There were several old South African flags flying in the packed stands. The atmosphere was charged as Mandela emerged to meet the teams.
You sensed the mood could have gone either way. There was something of a pregnant pause as his distinctive domed close-cropped head first appeared down the tunnel. Jeers or cheers? Cheers all the way. It was quite a moment.
It has taken various iterations to get to this point, from the one-eyed violence of Corne Krige’s Springboks in 2002 and the ruinous, laughable privations of Rudi Straeuli’s Kamp Staaldraad boot camp to end all boot camps that took place prior to the World Cup the following year.
So, yes, it is easy to depict South Africans as one-eyed, power-obsessed, laager-fixated bruisers. Yet, for me, there has been no more mesmerising place to visit. Its people are varied and opinionated yet polite and welcoming.
They may project as strong-minded and wilful but humility is at the core of their being, or certainly of this generation. They know they have had to strive for everything, that nothing is a given, literally so in the case of several of their players who have come from abject poverty, all encapsulated in the charismatic figure of their captain, Siya Kolisi.
How many other Test captains are caught singing as they wait to lead their side out onto the field? Not sure it was ever Martin Johnson’s schtick. Of course, it is not all happy-clappy.
Rassie Erasmus prefers the Great Disruptor role, be it his refereeing rants, traffic light messaging, bomb squads, four scrum-halves, or fly-half replacement for an injured hooker.
It would be tempting to depict Erasmus as one of those old-school South Africans — nobody likes us but we don’t care, all that Millwall sort of stuff — but it would be wrong. There is a vulnerability in there, too; a sensitivity, as he showed when at Munster.

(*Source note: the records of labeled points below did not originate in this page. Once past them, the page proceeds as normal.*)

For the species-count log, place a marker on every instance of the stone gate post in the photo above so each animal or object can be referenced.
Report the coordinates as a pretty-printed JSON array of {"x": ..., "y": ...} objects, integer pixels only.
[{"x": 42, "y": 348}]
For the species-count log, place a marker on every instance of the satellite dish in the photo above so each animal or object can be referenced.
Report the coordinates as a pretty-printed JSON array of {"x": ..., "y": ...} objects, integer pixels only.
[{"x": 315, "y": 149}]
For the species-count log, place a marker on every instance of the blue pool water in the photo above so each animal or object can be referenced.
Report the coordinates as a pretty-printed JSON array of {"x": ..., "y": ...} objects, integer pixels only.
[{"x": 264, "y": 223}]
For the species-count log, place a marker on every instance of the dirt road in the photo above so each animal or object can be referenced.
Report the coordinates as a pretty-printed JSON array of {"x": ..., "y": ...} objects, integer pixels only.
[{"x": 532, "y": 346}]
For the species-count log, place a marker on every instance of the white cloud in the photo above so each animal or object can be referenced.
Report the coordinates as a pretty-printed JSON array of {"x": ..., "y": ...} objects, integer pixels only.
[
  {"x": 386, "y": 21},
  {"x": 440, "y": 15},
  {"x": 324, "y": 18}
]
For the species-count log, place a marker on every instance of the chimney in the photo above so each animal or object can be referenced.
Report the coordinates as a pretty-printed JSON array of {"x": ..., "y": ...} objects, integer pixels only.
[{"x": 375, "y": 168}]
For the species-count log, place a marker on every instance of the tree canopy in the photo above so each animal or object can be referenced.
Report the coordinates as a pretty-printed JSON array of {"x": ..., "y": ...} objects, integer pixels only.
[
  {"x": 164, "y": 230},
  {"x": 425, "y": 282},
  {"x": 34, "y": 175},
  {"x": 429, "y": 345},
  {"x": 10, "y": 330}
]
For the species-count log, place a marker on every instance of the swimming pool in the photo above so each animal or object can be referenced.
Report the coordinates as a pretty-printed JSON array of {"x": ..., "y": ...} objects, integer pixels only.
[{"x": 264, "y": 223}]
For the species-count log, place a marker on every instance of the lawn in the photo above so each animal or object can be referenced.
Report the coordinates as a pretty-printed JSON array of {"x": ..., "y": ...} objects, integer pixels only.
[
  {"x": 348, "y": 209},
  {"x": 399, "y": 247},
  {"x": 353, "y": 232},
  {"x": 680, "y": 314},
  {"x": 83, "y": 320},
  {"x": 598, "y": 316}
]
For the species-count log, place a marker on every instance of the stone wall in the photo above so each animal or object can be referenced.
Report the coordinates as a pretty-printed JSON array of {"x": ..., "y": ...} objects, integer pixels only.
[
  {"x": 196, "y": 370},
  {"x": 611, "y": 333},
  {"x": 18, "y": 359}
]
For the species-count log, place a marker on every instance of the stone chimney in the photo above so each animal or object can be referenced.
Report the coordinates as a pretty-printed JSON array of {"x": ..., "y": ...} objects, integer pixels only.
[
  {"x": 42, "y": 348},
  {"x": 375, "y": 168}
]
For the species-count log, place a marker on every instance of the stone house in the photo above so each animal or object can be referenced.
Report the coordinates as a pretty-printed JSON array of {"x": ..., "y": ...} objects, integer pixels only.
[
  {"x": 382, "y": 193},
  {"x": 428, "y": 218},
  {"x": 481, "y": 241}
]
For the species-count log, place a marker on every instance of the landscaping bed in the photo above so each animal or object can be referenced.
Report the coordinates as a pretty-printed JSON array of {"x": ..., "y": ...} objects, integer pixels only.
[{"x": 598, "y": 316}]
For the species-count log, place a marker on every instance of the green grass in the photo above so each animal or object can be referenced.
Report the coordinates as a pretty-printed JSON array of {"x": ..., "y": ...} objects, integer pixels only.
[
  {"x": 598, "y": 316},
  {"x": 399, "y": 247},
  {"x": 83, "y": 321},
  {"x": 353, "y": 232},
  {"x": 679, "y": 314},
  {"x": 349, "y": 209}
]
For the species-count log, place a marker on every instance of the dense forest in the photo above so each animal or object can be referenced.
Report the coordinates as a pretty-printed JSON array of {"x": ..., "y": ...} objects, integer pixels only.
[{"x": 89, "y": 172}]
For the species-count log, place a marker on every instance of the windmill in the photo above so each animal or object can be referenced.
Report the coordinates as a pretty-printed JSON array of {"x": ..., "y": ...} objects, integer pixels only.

Rugby, is at his core, as it is with this squad. There is a bond there, a sense of unity and collective purpose, that is not easily broken.
The day before the World Cup final in Japan four years ago I bumped into an old contact, one well-versed in South African as well as European rugby. The mood music in Tokyo was all of an English beat and why wouldn’t it be given their demolition job on New Zealand in the semi-final?
“Be careful,” counselled my friend. “I’ve been in camp and have had all sorts of messages from back in South Africa. This means everything to them.”
It did then and it appears it does again. You don’t have to love them (although I have no qualms in admitting my crush) but you do have to admire them.